Povero, insostituibile divertimento della domenica! Ci vuole un intervento, chirurgico, immediato. Il Parma è fallito. Ma è solo la prima. Ne seguiranno altre. Tutte. Rimarranno solo Juve, Inter e Milan. Un esempio di dissipatezza che tutti vogliono imitare senza averne le possibilità. Faranno un campionato a tre. Con le altre non c’è competizione, nonostante gli imbrogli. Tanti soldi in ballo, ma insufficienti a coprire le spese. Stipendi e ingaggi sproporzionati. La televisione ha svuotato gli stadi. Il Calcio non è più uno sport ma uno spettacolo. Infatti, Carpi e Frosinone sono intrusi che non sono riusciti a ostacolare. Le scommesse sono spesso truccate. I dirigenti sono disonesti o inadeguati, scelti tra i peggiori. In tanti finiscono in prigione. Poi i reati vengono prescritti. Troppa gente a succhiare. Anziché competizione e lealtà, è subito raggiro, e tanti debiti. Lo specchio di un paese corrotto e immorale, gestito da ambiziosi, ignoranti e inetti. È l’Italia in miniatura. Anche il Calcio vive al di sopra delle proprie possibilità ed è costretto a falsificare bilanci e risultati, corrompere i giocatori, drogare i giovani di denaro e successo. Come in parlamento e al governo, non sono i migliori a gestire. Gli scommettitori sono poveri disperati che credono in una fortuna che non arriverà o farabutti che conoscono già il risultato. Lotto e Gratta e vinci impoveriscono disoccupati, pensionati e vedove. Molti ci speculano, ma lo stato è assente. Anziché dei gravi problemi del paese, i giornali si occupano delle consulenze di Sofri, dal quale ricevono, però, una lezione di dignità. Sta crollando tutto. E noi continuiamo a rubare.

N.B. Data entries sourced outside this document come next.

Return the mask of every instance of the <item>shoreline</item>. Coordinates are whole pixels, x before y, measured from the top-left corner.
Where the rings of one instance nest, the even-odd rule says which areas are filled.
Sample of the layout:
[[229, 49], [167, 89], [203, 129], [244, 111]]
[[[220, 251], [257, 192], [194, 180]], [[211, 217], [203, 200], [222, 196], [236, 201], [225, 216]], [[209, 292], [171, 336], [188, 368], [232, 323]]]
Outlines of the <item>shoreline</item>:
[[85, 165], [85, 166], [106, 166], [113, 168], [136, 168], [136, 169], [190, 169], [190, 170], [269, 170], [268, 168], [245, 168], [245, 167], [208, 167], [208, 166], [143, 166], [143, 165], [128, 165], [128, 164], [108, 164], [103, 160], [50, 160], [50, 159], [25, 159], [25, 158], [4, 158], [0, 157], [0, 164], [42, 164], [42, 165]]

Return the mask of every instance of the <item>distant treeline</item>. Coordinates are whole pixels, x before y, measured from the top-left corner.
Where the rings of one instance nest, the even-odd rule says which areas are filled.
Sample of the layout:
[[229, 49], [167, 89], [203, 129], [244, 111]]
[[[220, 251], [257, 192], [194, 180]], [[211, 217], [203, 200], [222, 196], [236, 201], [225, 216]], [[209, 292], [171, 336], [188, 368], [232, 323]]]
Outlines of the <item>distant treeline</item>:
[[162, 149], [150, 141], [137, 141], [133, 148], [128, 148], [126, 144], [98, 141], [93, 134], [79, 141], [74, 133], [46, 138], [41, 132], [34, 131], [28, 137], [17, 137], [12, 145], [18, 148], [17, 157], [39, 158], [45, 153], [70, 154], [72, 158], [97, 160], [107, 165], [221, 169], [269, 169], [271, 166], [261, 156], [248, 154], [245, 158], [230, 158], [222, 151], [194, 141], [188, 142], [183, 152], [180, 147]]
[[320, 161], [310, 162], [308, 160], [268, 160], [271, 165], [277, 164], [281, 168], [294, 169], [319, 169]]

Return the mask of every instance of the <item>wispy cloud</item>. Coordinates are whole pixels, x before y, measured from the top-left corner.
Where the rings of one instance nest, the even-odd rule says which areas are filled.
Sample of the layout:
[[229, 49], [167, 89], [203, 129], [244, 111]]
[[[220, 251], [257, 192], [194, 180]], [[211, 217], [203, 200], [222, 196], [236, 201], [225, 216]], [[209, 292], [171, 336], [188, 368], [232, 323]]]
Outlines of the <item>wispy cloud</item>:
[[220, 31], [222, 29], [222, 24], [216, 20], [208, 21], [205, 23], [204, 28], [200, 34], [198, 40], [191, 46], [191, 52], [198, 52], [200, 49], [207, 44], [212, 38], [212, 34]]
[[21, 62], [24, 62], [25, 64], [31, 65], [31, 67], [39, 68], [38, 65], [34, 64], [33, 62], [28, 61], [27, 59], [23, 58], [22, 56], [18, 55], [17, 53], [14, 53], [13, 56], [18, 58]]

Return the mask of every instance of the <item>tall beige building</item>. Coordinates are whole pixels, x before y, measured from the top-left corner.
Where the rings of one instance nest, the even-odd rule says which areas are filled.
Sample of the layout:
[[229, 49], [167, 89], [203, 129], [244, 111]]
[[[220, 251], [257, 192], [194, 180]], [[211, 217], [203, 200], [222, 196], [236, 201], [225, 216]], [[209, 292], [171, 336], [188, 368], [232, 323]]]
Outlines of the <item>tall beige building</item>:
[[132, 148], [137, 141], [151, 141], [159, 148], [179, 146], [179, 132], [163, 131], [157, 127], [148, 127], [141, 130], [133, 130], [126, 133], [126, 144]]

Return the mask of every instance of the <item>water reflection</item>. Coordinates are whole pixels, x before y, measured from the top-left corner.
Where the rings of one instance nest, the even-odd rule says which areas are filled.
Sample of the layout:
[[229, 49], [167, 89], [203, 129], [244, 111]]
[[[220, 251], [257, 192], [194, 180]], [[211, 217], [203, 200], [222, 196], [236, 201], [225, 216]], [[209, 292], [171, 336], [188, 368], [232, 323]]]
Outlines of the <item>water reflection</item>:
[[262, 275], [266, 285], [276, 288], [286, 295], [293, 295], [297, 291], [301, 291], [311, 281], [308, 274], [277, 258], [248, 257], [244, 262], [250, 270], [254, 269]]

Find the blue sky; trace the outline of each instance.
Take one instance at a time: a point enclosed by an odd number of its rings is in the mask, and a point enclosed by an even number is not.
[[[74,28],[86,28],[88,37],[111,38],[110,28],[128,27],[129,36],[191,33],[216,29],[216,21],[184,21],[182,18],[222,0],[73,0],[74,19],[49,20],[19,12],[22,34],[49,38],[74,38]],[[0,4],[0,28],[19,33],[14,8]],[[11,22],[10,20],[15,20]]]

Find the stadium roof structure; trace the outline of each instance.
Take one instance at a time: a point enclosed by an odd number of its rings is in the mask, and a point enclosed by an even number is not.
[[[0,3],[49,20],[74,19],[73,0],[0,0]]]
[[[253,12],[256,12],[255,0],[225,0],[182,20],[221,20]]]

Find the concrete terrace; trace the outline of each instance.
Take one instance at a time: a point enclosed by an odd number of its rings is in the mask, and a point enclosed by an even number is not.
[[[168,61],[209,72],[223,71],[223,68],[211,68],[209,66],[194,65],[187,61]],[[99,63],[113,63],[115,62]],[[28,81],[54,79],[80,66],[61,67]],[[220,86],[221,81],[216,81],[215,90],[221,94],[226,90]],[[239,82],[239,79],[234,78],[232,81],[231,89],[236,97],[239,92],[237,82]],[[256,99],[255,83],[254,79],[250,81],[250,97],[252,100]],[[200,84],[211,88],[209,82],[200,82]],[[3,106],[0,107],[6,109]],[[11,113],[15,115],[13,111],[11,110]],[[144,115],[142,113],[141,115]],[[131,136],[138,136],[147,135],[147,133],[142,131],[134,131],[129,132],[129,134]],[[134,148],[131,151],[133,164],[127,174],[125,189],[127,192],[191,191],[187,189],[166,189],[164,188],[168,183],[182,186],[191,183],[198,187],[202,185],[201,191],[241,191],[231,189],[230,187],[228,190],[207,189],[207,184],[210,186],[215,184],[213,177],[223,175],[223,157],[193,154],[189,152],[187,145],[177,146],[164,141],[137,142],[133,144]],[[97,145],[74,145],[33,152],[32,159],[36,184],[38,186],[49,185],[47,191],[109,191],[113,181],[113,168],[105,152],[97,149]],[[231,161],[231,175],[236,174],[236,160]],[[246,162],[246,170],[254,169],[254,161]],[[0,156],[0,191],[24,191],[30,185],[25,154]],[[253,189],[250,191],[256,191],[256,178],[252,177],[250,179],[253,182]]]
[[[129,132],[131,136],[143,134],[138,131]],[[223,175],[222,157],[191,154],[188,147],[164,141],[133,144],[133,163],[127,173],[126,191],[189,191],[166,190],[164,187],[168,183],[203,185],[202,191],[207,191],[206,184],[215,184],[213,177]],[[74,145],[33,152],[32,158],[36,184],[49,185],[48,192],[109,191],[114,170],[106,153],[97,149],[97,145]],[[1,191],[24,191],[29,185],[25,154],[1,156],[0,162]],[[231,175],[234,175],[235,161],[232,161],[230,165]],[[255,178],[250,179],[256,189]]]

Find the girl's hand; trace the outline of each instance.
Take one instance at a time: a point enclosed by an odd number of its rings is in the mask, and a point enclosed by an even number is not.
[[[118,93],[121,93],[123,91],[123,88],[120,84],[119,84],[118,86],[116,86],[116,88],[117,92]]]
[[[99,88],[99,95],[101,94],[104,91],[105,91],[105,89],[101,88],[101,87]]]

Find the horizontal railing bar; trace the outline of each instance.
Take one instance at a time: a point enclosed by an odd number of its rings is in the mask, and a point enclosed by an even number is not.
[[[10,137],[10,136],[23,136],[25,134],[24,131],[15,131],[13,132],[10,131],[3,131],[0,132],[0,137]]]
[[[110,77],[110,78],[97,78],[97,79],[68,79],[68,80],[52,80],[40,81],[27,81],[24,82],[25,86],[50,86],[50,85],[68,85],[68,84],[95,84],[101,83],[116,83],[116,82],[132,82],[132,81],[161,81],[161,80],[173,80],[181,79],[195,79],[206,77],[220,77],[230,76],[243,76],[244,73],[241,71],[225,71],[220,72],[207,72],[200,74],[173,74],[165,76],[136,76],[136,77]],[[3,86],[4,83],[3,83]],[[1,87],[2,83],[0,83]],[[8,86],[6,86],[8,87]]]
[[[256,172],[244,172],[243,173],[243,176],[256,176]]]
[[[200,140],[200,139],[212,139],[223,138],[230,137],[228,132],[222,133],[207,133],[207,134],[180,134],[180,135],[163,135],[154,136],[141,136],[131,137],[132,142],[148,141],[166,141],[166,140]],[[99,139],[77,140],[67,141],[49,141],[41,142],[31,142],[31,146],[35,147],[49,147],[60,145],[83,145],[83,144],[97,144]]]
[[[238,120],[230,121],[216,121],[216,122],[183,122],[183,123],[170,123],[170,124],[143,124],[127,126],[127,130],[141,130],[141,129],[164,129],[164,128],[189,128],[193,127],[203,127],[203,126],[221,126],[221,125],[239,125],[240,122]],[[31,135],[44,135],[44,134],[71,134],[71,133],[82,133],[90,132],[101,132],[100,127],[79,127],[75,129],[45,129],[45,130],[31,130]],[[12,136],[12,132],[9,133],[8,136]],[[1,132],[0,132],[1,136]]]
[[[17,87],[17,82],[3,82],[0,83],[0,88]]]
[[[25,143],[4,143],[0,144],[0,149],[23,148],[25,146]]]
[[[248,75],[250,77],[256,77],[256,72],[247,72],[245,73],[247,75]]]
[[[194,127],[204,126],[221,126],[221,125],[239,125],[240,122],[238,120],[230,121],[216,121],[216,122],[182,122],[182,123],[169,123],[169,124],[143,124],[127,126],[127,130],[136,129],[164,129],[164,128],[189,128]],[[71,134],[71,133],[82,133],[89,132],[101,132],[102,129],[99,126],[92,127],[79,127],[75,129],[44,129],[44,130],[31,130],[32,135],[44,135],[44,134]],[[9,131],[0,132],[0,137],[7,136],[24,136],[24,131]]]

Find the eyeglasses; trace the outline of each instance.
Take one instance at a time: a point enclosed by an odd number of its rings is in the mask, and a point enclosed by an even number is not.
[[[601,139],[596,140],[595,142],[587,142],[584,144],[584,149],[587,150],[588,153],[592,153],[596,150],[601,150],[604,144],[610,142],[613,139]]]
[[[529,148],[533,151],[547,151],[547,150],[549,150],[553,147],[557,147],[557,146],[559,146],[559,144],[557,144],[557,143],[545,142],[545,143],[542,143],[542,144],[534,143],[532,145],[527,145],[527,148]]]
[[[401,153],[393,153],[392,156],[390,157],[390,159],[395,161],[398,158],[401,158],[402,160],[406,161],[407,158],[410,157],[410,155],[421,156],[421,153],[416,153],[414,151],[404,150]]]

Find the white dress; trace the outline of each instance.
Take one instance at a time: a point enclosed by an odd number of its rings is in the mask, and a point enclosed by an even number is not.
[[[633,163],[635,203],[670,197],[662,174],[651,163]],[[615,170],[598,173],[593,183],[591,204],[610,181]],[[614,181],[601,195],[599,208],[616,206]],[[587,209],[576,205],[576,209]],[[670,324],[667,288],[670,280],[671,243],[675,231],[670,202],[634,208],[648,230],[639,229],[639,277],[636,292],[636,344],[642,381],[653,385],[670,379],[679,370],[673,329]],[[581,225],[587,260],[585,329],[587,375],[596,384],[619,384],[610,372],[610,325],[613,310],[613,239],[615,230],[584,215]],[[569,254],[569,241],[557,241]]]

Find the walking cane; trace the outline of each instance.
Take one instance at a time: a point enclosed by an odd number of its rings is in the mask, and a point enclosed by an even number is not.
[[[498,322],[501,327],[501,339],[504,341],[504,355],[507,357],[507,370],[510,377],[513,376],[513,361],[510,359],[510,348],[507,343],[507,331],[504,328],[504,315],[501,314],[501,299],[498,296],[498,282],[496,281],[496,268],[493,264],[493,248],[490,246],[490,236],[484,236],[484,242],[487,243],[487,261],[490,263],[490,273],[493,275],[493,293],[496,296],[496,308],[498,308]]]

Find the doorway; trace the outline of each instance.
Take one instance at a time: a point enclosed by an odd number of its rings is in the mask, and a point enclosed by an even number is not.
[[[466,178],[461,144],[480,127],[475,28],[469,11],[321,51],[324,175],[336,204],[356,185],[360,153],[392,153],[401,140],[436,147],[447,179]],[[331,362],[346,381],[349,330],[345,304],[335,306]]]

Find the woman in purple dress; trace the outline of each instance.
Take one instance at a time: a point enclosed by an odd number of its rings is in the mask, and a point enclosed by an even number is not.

Miserabili destinati alla persecuzione

Trafficanti di esseri umani è una definizione impropria. Ma chiamarli così fa più effetto su un’opinione pubblica ignorante, e giustifica le accuse di cui li facciamo bersaglio. Lo erano gli schiavisti che nel XIX secolo deportavano gli africani in America. Questi esseri spregevoli approfittano, sì, dello stato di necessità – come tanti altri, anche da noi –per farsi pagare bene. Ma non obbligano nessuno a salire sui barconi. Anzi, sono ricercatissimi. Consentono ai profughi di allontanarsi dal terrore e dalle persecuzioni. Non rischiano la vita, rimangono a terra. Affidano la gestione dei trabiccoli fatiscenti ai cosiddetti scafisti, che non sono criminali, ma fuggiaschi anche loro. Non avendo soldi, si spacciano per marinai pur di ottenere un passaggio in cambio di mansioni che non sanno neppure svolgere. È della loro inefficienza la responsabilità di molti naufragi. Quest’umanità sofferente e sempre perseguitata, ovunque vada, che per almeno metà naufraga in mare durante la traversata, è vittima adesso della nostra stoltezza. Tra qualche giorno sarà l’incrociatore Cavour, ammiraglia della nostra marina militare, a guidare l’operazione che impedirà ai migranti di chiedere asilo politico all’Europa. Oltre all’immensa portaerei, saranno schierati nel Mediterraneo 5 navi militari, 2 sottomarini, 3 aerei da ricognizione, 2 droni e 3 elicotteri, con un migliaio di militari. Chissà quanto costa quest’azione bellica in piena regola. Hanno il compito di distruggere i barconi con operazioni chirurgiche che – non si sa come – non colpiranno gli occupanti. Mentre noi cerchiamo, così, di complicargli la vita, migranti e sedicenti scafisti dovranno scoprire altre vie di fuga.